The goal of this document is to recommend HashiCorp Vault deployment practices. This reference architecture conveys a general architecture, leveraging the raft storage backend, that should be adapted to accommodate the specific needs of each implementation.
Using raft as a storage backend eliminates reliance on any third party systems, it implements high availability (HA), supports Enterprise Replication features, and provides backup/restore workflows.
The following topics are addressed in this guide:
- Design Summary
- Recommended Architecture
- Best Case Architecture
- Vault Replication (Enterprise)
- Deployment System Requirements
- Load Balancing
- External Token Storage
- Additional References
A Vault cluster is a set of Vault processes that together run a Vault service. These Vault processes could be running on physical or virtual servers, or in containers.
A single failure domain on a location level that hosts part of, or all of a Vault cluster. The latency between availability zones should be less than 8 milliseconds for a round trip. A single Vault cluster may be spread across multiple availability zones. Examples of an availability zone in this context are:
- An isolated datacenter
- An isolated cage in a datacenter if it is isolated from other cages by all other means (power, network, etc)
- An availability zone in AWS, Azure or GCP
A geographically separate collection of one or more availability zones. A region would host one or more Vault clusters. There is no defined maximum latency requirement between regions in Vault architecture. A single Vault cluster would not be spread across multiple regions.
This design is the recommended architecture for production environments, as it provides flexibility and resilience. When using the Raft storage backend, decisions on resilience for Vault are modified to account for the necessity of maintaining quorum for the Raft protocol.
»Network Connectivity Details
Network Connectivity Details
The following table outlines the network traffic requirements for Vault cluster nodes.
|Vault clients||Vault servers||8200||tcp||incoming||Vault API|
|Vault servers||Vault servers||8201||tcp||bidirectional||Vault replication traffic, request forwarding|
|Vault servers||Vault servers||8201||tcp||bidirectional||Raft gossip traffic|
Vault is designed to handle different failure scenarios that have different probabilities. When deploying a Vault cluster, the failure tolerance that you require should be considered and designed for. In OSS Vault, the recommended number of instances is 5 in a cluster as any more would have limited value.
In Vault Enterprise, the recommended number is also 5 in a cluster, but more can be used if they were performance standbys to help with the read-only workload. When leveraging this feature, it is also advisable to configure the performance standby nodes as a non-voting node.
NOTE: For versions prior to 1.7 - When recovering from failure conditions, if nodes are replaced as opposed to repaired, it is necessary to use the
remove-peer endpoint to remove the node from the cluster. This action is taken to protect the quorum requirements of the cluster by removing the node no longer in use from the cluster list proactively. This is also advisable for upgrade procedures where nodes are replaced instead of upgraded in place.

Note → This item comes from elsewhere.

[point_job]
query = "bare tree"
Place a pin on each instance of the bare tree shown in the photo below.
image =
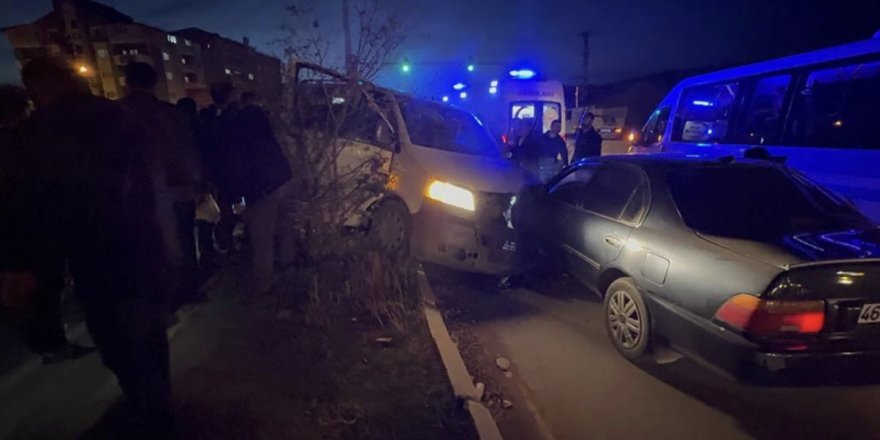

Versions 1.7 and later support autopilot, which handles dead server cleanup, making a call 'remove-peer' unecessary.
Beginning with version 1.7, Vault Integrated Storage now supports autopilot. Autopilot has the following included features:
- Server Stabilization: If a newly added node to the raft cluster doesn't perform well, it can disrupt the stability of the raft quorum. Therefore, when a new node is added, autopilot will initially add it as a non-voter node. If the new node remains healthy during the stabilization period and passes all the health checks, it will then be promoted to a voting node. A new node that is unstable will not be able to affect the raft quorum.
- Dead Server Cleanup: Autopilot will periodically clean up failed servers from raft configuration. This includes voter and non-voter nodes that are determined to be dead.

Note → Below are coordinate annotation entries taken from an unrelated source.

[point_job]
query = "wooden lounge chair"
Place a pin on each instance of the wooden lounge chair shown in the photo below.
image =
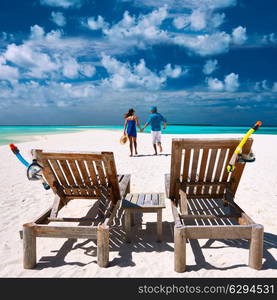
(77, 176)
(202, 194)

- Health Awareness: Determining the health of the cluster nodes based on autopilot measures (e.g. trailing logs and last contact time) of all the nodes in the cluster via the API.
Refer to the Raft configuration documentation for specifics on configuration.

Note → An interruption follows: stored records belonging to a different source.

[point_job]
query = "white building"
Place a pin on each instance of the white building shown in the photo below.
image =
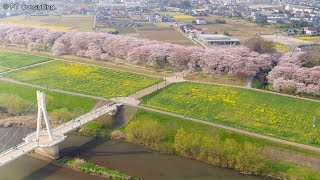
(217, 39)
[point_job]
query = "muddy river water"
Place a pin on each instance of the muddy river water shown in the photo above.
(129, 158)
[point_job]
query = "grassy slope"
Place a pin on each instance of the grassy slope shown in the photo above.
(55, 100)
(264, 113)
(174, 123)
(84, 79)
(15, 60)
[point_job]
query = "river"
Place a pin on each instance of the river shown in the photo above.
(129, 158)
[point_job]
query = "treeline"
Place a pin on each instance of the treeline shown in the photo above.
(245, 158)
(239, 61)
(297, 73)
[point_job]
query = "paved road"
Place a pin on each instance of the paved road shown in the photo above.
(181, 116)
(13, 154)
(32, 142)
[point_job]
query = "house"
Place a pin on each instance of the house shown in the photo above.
(311, 31)
(217, 39)
(201, 21)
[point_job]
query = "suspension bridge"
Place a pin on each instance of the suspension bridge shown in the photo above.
(45, 140)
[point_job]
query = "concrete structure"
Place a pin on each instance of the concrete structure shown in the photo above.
(201, 21)
(217, 39)
(45, 141)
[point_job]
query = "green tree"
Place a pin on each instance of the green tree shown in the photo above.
(187, 144)
(211, 150)
(250, 160)
(146, 132)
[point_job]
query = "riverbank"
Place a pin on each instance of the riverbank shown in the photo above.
(223, 148)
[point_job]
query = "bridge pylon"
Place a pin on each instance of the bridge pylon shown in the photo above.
(42, 111)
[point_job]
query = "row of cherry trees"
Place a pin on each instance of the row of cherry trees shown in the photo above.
(239, 61)
(291, 77)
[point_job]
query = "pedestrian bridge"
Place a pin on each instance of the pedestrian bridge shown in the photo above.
(45, 141)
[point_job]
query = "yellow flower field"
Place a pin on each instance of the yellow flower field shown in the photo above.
(84, 79)
(274, 115)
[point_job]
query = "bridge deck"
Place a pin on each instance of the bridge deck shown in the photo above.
(31, 140)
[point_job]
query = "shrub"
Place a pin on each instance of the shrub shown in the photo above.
(146, 132)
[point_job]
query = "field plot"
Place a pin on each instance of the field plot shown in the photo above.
(165, 34)
(178, 15)
(2, 69)
(54, 100)
(66, 22)
(84, 79)
(265, 113)
(315, 39)
(239, 29)
(15, 60)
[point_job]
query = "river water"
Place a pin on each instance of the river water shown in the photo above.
(129, 158)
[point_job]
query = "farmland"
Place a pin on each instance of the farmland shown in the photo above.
(2, 69)
(164, 34)
(66, 22)
(84, 79)
(54, 100)
(315, 39)
(264, 113)
(178, 15)
(239, 29)
(15, 60)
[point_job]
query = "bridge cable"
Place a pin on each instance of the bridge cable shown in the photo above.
(16, 122)
(13, 126)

NOTE: Vault autopilot will not promote a non-voter to a voter in case of voter failure. This is a feature in Consul Redundancy Zones, which is not yet implemented in Vault with Integrated Storage (Raft)
The Vault software allows for a failure domain at the node level by having replication within the cluster. In a single HA Vault cluster, all nodes share the same underlying storage backend and therefore data. Vault achieves this by one of the Vault servers obtaining a lock within the data store to become the active Vault node and this has the write access. If at any time the leader is lost, then another Vault node will seamlessly take its place as the leader. To achieve n-2 redundancy (where the loss of 2 objects within the failure domain can be tolerated), an ideal size for a Vault cluster leveraging raft storage would be 5.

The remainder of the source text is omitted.